Nous devons attirer l’attention du lecteur sur deux points au sujet desquels il pourrait se poser la question :
1) L’historique des armées-bovines a été divisé en 6 sections. Cette division ne repose sur aucun élément objectif, sauf peut-être la première. Celle-ci concerne les armées-bovines les plus anciennes et qui, à l’exception d’une seule, sont liées au code ésotérique de la Dynastie. Ceci nous suggère que ces formations répondaient initialement à des besoins d’ordre magique, et que l’institution a progressivement évolué pour répondre à des impératifs nouveaux d’ordre politique, économique et social. Quant aux sections suivantes, il s’agissait simplement d’aérer, sans plus, une nomenclature de soi fastidieuse.

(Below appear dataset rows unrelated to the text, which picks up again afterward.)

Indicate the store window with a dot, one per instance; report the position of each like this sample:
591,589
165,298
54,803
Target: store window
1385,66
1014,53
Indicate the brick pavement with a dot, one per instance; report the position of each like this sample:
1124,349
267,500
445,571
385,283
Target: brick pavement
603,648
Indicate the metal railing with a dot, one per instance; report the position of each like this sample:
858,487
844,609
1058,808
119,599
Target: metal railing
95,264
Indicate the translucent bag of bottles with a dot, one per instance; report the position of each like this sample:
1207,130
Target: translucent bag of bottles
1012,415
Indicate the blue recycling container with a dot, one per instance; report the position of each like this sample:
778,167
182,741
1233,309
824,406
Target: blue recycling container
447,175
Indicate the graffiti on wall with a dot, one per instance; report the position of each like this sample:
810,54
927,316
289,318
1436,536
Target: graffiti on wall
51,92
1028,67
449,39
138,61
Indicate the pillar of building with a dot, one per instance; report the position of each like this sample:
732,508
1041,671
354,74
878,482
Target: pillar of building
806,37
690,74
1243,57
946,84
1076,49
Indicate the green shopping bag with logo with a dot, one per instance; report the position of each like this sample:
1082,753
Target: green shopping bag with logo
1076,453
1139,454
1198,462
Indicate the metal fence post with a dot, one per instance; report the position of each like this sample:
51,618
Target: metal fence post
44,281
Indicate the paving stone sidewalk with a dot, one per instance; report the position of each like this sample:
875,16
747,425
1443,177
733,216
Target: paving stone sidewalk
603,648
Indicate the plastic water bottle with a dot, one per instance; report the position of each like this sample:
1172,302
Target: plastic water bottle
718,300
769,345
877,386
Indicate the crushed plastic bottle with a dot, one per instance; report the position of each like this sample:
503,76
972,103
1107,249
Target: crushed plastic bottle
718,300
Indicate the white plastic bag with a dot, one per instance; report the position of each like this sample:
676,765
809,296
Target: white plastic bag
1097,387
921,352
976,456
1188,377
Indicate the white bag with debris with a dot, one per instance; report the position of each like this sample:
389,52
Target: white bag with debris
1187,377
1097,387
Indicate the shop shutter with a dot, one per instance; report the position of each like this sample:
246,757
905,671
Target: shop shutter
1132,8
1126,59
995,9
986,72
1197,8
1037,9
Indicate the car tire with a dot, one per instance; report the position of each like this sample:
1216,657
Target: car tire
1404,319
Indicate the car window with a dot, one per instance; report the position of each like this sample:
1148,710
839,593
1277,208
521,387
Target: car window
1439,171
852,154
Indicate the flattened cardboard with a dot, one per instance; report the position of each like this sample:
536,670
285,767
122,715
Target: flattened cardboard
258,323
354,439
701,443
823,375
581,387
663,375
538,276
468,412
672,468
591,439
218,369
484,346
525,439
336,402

2) Certaines dénominations d’armées-bovines ont été traduites en français d’une manière surprenante : l’article est au pluriel, mais le terme traduit est au singulier ; par exemple : les Maternité-inviolée (no 24), les Attraction (no 1), etc. Pour d’autres, l’adjectif déterminant la localité ou la qualité est au pluriel, alors que le terme principal est au singulier ; par exemple : les Maternité-inviolée dynastiques (n° 50). Ces anomalies de notre traduction s’expliquent par le fait que le terme rwandais exprime réellement le pluriel. S’il était cependant présenté de la même manière en français, la marque du pluriel changerait la signification réelle du nom propre. Aussi avons-nous préféré traduire comme nous l’avons fait, d’avance sûr que le lecteur nous en excusera, du moment que nous lui en aurons signalé la raison en fin de cette introduction.